Shares of Suzlon Energy zoomed a whopping 17 per cent today after the empowered group of the corporate debt restructuring (CDR) cell approved a proposal for domestic debt restructuring.
On the Bombay Stock Exchange, the company’s stock closed at Rs 21.10 after hitting an intra-day high of Rs 21.30. The counter was among the top four gainers in today’s trade. Suzlon’s domestic lenders, a consortium of 19 banks, approved the company’s CDR package of Rs 9,500 crore ($1.8 billion).
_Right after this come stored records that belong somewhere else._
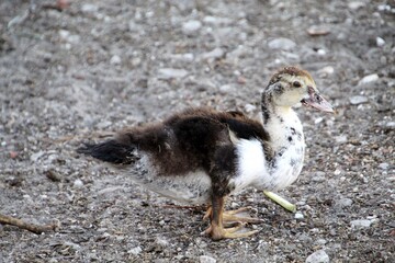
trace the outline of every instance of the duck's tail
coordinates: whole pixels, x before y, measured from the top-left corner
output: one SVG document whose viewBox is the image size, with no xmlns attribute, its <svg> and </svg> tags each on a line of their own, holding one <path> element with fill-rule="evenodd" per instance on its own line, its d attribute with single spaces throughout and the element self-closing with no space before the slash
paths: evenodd
<svg viewBox="0 0 395 263">
<path fill-rule="evenodd" d="M 111 139 L 100 144 L 84 144 L 77 149 L 78 153 L 91 156 L 115 164 L 131 164 L 136 161 L 136 147 Z"/>
</svg>

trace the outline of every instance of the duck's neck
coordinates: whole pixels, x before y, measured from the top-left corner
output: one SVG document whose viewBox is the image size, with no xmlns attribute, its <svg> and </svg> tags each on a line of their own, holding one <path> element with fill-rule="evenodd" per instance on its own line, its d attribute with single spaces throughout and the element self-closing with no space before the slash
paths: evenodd
<svg viewBox="0 0 395 263">
<path fill-rule="evenodd" d="M 263 93 L 261 108 L 263 128 L 269 133 L 275 152 L 294 147 L 304 150 L 302 123 L 292 107 L 274 105 L 272 94 Z"/>
<path fill-rule="evenodd" d="M 304 160 L 305 141 L 303 127 L 291 107 L 273 106 L 262 103 L 263 127 L 270 135 L 273 158 L 268 169 L 275 190 L 294 182 L 301 173 Z"/>
</svg>

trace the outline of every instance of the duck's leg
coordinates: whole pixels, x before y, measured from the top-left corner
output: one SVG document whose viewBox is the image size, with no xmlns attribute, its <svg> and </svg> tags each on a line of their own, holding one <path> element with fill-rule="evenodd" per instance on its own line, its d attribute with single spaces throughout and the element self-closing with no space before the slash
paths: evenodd
<svg viewBox="0 0 395 263">
<path fill-rule="evenodd" d="M 235 227 L 224 227 L 224 205 L 225 198 L 223 196 L 216 196 L 213 194 L 212 197 L 212 211 L 210 215 L 210 227 L 205 230 L 205 233 L 210 235 L 213 240 L 221 240 L 225 238 L 245 238 L 249 237 L 258 230 L 248 232 L 237 232 L 244 226 L 242 222 L 238 221 Z"/>
</svg>

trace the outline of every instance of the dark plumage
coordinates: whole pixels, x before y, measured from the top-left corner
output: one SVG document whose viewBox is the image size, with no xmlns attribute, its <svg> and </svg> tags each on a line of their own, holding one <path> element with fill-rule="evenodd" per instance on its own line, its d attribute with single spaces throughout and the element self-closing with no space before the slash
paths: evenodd
<svg viewBox="0 0 395 263">
<path fill-rule="evenodd" d="M 87 144 L 78 152 L 115 164 L 134 182 L 163 196 L 208 204 L 206 230 L 214 240 L 247 237 L 224 221 L 258 219 L 225 213 L 225 197 L 248 186 L 280 190 L 294 182 L 303 165 L 302 124 L 291 108 L 302 102 L 331 112 L 304 70 L 276 72 L 262 92 L 262 121 L 240 112 L 192 108 L 168 119 L 124 129 L 111 140 Z"/>
</svg>

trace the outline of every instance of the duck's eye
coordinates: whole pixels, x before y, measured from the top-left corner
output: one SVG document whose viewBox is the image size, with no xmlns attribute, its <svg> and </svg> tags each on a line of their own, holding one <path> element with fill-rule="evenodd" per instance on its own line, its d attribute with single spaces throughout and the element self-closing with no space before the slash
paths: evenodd
<svg viewBox="0 0 395 263">
<path fill-rule="evenodd" d="M 292 85 L 295 87 L 295 88 L 301 88 L 302 87 L 301 82 L 298 82 L 298 81 L 294 81 L 292 83 Z"/>
</svg>

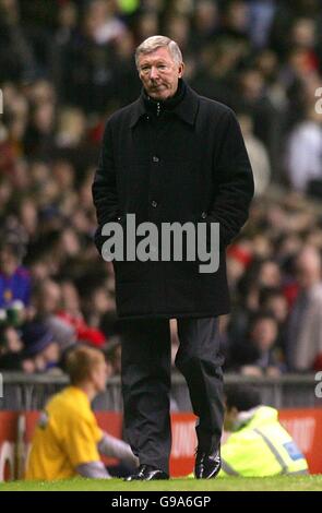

In a statement to the stock exchanges, the company said, “The package includes a two-year moratorium on principal and term-debt interest payments; a three per cent reduction in interest rates; six-month moratorium on working capital interest; as part of the package Rs 1,500 crore will be converted into equity or equity-linked instrument over the next two years to bring stronger financial stability and a 10-year door-to-door back-ended repayment plan.” The group’s promoters will also bring equity to the extent of Rs 250 crore into the company in stipulated time, of which Rs 62 crore has already been infused.
Stocks of Suzlon, which have long been reeling under pressure, tasted a 52-week low of Rs 14.75. In financial year 2011-12, the the company posted a net loss of Rs 505 crore.
The situation worsened in FY13 as the first two quarters of the year (April-September) saw the company posting a loss of close to Rs 1,150 crore.
Kirti Vagadia, chief financial officer of Suzlon Group, said by this CDR package, the company will return to a position of stability and confidence to its customers, vendors and employees.
Suzlon Group is the world’s fifth largest wind turbine supplier. Headquartered in Pune, Suzlon has operations in 32 countries with installations of over 20,000 megawatts of power.